Unfortunately, our current defense industrial strategy does not give us the capacity to quickly make up for such deficiencies after a war has started. Instead, we fight conflicts with "off-the-shelf" equipment and then acquire whatever else is needed from our worldwide supply sources.
In the meantime, Hunter wonders whether our friends and allies can be counted on to provide vital military parts and equipment on a timely basis if they disagree with our decision to go to war. In one instance, a Swiss manufacturer refused to quickly supply a critical component of a "smart" bomb during the Iraq war. This example demonstrates the importance of relying on secure U.S. suppliers.
Hunter had the support of House colleagues in his battle to strengthen the U.S.-defense industrial base in the past two Defense Authorization bills. But strong opposition from the Bush Administration and its allies in the Senate forced Hunter to water down or delete these provisions during legislative conferences.
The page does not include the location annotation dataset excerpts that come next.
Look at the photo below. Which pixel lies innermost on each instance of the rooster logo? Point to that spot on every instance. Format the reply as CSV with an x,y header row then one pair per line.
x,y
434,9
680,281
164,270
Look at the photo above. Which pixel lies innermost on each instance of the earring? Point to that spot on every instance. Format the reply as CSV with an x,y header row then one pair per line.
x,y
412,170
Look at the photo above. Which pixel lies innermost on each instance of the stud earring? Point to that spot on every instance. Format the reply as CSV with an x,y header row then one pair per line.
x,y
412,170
A growing number of legislators in both Houses of Congress are likely to pursue initiatives to strengthen U.S. industry's indigenous industrial capacity to rapidly and effectively supply needed weapons systems. These legislators believe defense cooperation is fine as a cost-cutting strategy. However, they also believe technologically sophisticated and independent production capability is critical to the U.S. ability to pursue an independent foreign policy.